According to the President and CEO, 72% of Oakridge residents are refugees and immigrants from different countries. Since most Oakridge residents have diverse backgrounds, Caldwell-Johnson has helped residents assimilate to life in America.

“I think for so many people there’s a perception of what public housing is and what they think it should be or how it should look,” said Caldwell-Johnson

“I think the thing about Oakridge is really this is about being home, and it’s about creating an environment that does feel like you’re at home.”

But Caldwell- Johnson believes her care for others began early. She says her parents were educators in Salina, Kansas, where she watched her parents play substantial roles in the community.

“Everybody in town was either taught by my father or was taught dance by my mother, so I feel like we knew just about everyone,” said Caldwell-Johnson. “But because of their engagement and involvement, I just feel like I was raised to understand the importance of service.”

Since Caldwell-Johnson has been at Oakridge, she has served on numerous community organizations in the City of Des Moines and the Des Moines Public School board. She also helped to rebuild Edmonds Elementary school, located across the street from Oakridge Neighborhood.

“I ran understanding that kids that are in need and live in impoverished neighborhoods need a voice, and so I decided that I wanted to be a voice for our little brown and black children,” said Caldwell-Johnson.

Caldwell-Johnson’s longtime friend Dr. Andy McGuire nominated her to be recognized as a remarkable woman.
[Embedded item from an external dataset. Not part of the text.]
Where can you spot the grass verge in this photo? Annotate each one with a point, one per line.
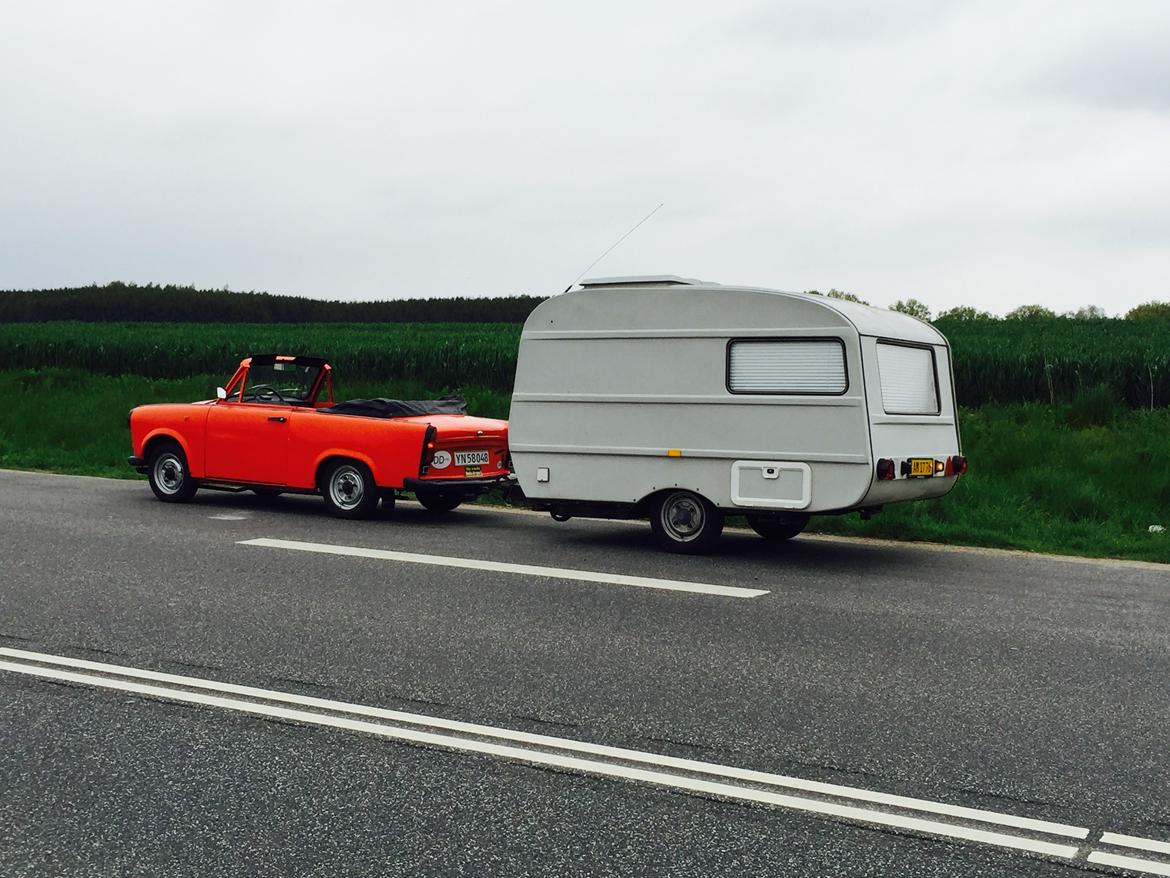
(1080, 479)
“She does so much with her time, so much with her energy for everybody and others,” said Dr. McGuire. [She helps] the kids here who are kind of how I got introduced to her just, it has such lifelong consequences for those people, and that’s why if you’re talking about remarkable, you’re talking about Teree.”

Teree says she cares about Oakridge residents and their success in Iowa.

“I care deeply about the people in the community, and so anything that I can do to show up and to really lift up the people of our community is where I want to be.”